Senza fare confronti con altri sport, un vero karateka non simulerebbe mai un fallo non subìto, non perderebbe mai la calma davanti a una decisione sfavorevole: sarebbe una cosa di cui si vergognerebbe per tutta la vita, o almeno per un bel po’ di tempo.
Il valore e la dignità del praticante si vedono non nel numero delle vittorie, ma in come sa affrontare le sconfitte. Anche quelle ingiuste. Soprattutto quelle ingiuste - perché ad accettare quelle meritate, in teoria sono buoni tutti.

Qualcuno dice che nel dubbio bisogna protestare per “tutelare gli atleti”. Ma tutelarli da quale pericolo?
Seguo il Karate e le sue competizioni da oltre quarant’anni.
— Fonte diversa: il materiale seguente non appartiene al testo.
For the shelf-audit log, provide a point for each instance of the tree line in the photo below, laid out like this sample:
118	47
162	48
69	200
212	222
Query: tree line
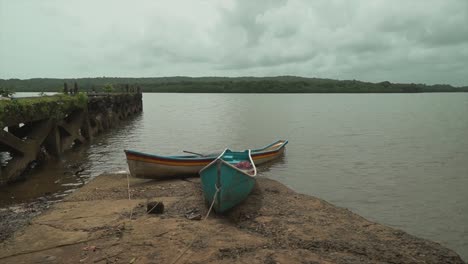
280	84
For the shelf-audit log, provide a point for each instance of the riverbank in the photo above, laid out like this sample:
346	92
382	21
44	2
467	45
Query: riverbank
99	224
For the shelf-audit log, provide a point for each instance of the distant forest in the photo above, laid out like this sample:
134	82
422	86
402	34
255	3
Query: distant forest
280	84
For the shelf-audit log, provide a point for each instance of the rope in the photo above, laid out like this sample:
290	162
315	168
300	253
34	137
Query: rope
196	234
129	198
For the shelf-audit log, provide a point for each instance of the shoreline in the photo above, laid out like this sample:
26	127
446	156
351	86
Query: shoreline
275	224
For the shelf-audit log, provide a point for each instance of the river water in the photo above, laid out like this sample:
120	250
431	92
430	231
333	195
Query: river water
397	159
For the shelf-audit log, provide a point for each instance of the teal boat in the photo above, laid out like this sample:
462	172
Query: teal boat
228	180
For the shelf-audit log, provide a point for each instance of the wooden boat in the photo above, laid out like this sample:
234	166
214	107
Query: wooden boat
150	166
228	180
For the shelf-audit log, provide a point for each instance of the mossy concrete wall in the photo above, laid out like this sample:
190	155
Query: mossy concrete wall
32	128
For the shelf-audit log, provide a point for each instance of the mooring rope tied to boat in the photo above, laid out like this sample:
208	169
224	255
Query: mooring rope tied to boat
198	231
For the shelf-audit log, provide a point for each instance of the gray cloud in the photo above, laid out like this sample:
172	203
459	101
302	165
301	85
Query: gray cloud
400	41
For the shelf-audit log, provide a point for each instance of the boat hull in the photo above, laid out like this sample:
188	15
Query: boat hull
148	166
226	186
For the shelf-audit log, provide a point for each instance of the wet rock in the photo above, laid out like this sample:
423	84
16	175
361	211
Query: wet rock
155	207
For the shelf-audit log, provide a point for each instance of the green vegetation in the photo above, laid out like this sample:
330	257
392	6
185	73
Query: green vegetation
280	84
57	106
108	88
5	92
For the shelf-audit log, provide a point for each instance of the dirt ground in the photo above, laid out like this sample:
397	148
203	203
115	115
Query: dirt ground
100	224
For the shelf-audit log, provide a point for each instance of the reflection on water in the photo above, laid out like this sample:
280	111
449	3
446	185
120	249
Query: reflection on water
399	159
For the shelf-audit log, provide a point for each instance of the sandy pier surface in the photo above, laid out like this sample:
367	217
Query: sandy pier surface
100	224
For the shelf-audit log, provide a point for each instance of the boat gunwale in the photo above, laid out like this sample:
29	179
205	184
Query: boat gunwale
194	158
219	158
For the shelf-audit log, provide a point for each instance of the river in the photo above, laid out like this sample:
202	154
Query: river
397	159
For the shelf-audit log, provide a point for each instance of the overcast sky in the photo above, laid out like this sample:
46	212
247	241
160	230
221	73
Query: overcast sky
421	41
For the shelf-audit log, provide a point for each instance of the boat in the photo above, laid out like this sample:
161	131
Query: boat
228	180
151	166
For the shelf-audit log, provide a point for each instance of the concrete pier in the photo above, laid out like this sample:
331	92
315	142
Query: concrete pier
107	222
32	128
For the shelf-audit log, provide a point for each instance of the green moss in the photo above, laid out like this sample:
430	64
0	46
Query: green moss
57	106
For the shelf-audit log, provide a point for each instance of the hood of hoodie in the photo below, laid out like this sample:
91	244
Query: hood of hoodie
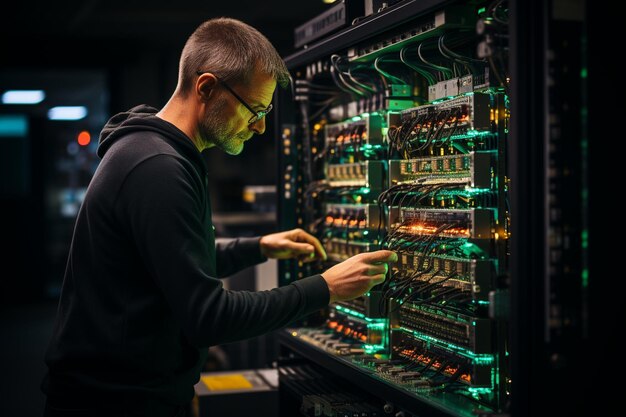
143	118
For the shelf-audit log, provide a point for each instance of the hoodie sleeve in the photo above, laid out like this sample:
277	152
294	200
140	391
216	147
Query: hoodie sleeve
163	207
233	255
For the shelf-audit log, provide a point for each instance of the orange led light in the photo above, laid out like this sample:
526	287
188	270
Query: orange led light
84	138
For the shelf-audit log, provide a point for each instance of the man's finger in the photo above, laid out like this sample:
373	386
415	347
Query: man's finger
319	249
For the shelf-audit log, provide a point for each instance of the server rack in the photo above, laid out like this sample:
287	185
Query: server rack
436	129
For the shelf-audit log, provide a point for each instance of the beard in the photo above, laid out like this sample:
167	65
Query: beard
215	130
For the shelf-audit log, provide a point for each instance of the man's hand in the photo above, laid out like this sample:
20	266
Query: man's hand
357	275
294	243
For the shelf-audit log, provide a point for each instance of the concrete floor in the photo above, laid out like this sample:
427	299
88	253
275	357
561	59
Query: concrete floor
24	334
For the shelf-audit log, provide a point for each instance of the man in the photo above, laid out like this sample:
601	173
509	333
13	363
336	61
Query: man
140	302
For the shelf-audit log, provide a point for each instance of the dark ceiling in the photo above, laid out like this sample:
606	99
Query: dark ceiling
44	28
65	47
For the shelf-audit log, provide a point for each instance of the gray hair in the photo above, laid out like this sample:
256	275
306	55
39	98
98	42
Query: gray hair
232	50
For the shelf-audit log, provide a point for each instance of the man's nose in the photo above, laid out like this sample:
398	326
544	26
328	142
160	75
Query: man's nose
258	127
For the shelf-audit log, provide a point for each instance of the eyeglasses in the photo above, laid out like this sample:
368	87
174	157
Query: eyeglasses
258	115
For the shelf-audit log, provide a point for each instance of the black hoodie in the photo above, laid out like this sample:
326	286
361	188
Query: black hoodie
140	302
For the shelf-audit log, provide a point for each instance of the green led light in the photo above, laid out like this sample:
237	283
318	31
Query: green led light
371	321
479	390
482	359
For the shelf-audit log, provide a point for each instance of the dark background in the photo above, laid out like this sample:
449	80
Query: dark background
108	56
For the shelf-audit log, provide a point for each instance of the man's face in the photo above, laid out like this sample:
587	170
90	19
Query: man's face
225	124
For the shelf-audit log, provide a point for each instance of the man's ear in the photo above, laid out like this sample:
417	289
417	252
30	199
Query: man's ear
205	85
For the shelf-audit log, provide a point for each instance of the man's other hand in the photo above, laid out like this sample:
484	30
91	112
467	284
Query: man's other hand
294	243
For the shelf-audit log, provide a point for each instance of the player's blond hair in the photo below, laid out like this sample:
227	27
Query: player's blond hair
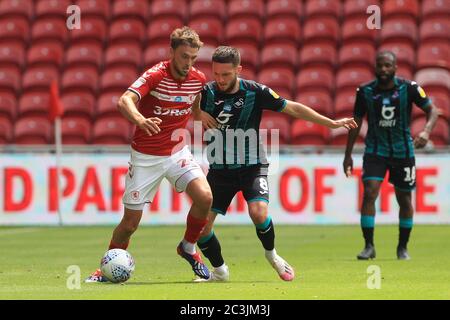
185	36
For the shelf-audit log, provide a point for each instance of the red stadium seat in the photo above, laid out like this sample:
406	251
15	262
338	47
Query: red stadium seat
12	54
130	9
344	103
249	55
46	53
34	103
312	54
246	9
435	29
276	121
357	54
125	30
32	130
200	9
440	134
284	8
282	30
277	78
154	54
15	29
8	105
320	29
82	54
159	29
95	8
6	129
435	9
308	133
399	29
319	100
118	78
111	130
75	130
281	55
323	8
210	29
50	29
243	30
399	8
357	8
129	55
405	52
313	78
434	78
353	77
80	104
355	29
9	80
39	77
434	55
441	100
92	30
107	104
14	8
52	8
169	8
81	78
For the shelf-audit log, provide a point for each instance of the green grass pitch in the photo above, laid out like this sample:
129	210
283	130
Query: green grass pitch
34	262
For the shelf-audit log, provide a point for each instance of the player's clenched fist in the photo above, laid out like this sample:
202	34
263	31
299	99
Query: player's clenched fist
150	125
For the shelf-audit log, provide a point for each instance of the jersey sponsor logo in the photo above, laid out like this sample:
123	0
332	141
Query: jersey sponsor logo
171	112
238	104
139	82
388	113
422	93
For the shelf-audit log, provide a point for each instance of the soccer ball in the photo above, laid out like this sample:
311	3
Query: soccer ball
117	265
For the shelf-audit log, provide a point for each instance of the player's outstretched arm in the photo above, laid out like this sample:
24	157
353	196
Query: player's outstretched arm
351	139
300	111
207	120
127	107
432	115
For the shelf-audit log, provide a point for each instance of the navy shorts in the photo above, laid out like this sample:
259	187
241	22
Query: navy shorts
402	172
225	183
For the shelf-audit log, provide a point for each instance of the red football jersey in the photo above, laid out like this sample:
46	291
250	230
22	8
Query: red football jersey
160	95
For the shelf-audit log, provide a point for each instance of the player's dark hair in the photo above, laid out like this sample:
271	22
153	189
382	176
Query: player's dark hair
224	54
186	36
387	52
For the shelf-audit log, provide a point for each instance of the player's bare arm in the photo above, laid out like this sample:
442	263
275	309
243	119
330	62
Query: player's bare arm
351	139
300	111
127	106
422	138
207	120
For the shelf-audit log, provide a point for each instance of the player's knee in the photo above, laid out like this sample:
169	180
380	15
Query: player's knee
370	194
204	200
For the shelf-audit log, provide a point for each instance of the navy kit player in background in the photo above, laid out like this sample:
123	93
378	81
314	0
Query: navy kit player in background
387	101
230	104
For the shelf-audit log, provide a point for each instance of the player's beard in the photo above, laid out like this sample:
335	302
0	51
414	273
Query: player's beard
386	80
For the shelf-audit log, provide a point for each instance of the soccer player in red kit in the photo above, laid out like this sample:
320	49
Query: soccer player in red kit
158	103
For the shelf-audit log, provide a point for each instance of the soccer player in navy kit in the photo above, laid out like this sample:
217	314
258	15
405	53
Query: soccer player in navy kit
232	104
387	101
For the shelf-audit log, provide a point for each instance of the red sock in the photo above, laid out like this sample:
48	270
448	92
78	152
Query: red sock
123	246
194	227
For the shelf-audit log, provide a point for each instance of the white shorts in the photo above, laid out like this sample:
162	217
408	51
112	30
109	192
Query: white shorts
146	172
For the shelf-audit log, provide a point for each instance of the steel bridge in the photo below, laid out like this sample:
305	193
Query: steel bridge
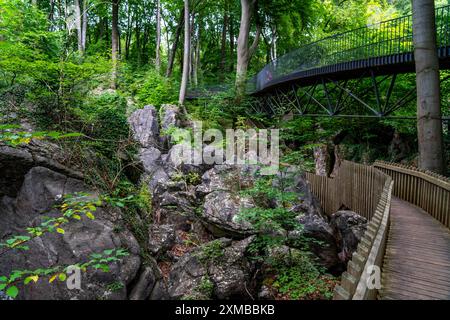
351	74
324	78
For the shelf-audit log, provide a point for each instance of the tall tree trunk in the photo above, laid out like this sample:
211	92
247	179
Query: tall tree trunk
429	124
158	36
244	53
197	55
128	33
192	49
223	44
78	25
231	32
84	25
115	42
175	45
187	45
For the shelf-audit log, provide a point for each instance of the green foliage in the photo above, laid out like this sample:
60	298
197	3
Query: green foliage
273	213
211	252
11	136
98	261
203	291
301	278
154	89
72	208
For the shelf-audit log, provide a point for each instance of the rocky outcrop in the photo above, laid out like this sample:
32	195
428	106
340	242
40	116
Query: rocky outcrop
349	228
218	269
220	214
145	127
34	201
149	284
161	238
16	162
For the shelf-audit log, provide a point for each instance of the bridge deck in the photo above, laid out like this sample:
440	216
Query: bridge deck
417	260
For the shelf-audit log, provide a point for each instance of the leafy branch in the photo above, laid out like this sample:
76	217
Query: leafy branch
98	261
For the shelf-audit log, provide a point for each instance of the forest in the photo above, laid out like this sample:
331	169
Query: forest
96	95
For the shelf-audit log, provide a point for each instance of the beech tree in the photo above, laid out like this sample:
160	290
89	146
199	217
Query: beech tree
186	55
244	51
429	124
115	42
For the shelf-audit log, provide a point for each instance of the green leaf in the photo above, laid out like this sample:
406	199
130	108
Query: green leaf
12	292
31	278
62	277
90	215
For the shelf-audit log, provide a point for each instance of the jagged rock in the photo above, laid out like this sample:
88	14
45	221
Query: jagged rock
312	220
169	119
145	127
220	214
169	116
161	238
148	283
265	293
35	199
227	272
227	177
349	229
159	292
232	273
16	162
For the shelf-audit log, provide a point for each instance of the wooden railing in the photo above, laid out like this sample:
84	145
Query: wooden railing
355	186
425	189
367	191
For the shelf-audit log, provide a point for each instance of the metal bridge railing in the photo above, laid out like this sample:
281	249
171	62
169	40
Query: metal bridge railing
381	39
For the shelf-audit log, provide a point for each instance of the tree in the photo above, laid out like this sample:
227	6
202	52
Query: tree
158	36
429	124
78	25
175	45
244	52
115	42
186	55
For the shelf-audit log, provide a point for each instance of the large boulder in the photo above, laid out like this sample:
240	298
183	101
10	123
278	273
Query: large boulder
40	190
349	228
218	269
313	223
226	177
149	284
221	214
161	238
145	127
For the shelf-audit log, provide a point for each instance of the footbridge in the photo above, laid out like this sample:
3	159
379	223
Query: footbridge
407	240
350	74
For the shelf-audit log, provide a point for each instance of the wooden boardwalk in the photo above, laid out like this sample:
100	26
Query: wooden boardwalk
417	260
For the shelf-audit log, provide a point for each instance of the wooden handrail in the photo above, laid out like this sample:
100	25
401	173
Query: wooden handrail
366	190
425	189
Ho visto qualche decisione (sbagliata? vedi regola 3) compromettere la gara di un ragazzo. Ma non ho mai visto un errore arbitrale compromettere la sua carriera sportiva. Se è bravo arriva ai risultati che merita, prima o poi.
Viceversa, ho visto moltissime carriere rovinate da reazioni e atteggiamenti scorretti da parte di genitori e di tecnici, e anche dei ragazzi stessi (che dai grandi imparano tutto, errori compresi). Se questi comportamenti si ripetono, a lungo andare si perde il piacere di gareggiare, poi la fiducia, poi la motivazione, e infine si abbandona.
Perciò, a gara finita e quale che sia il risultato, ormai è andata: tutti a fare merenda, e ci si vede la prossima per la rivincita.

Punto n. 5, il più importante: le gare di Karate sono bellissime, delle vere e proprie feste dello Sport. Le situazioni che ho descritto ne rappresentano solo una minima parte, e mal che vada, riguardano qualcun altro: se condividiamo questi 5 punti, noi dovremmo essere al sicuro, rilassati e contenti.
Buona gara e in bocca al lupo!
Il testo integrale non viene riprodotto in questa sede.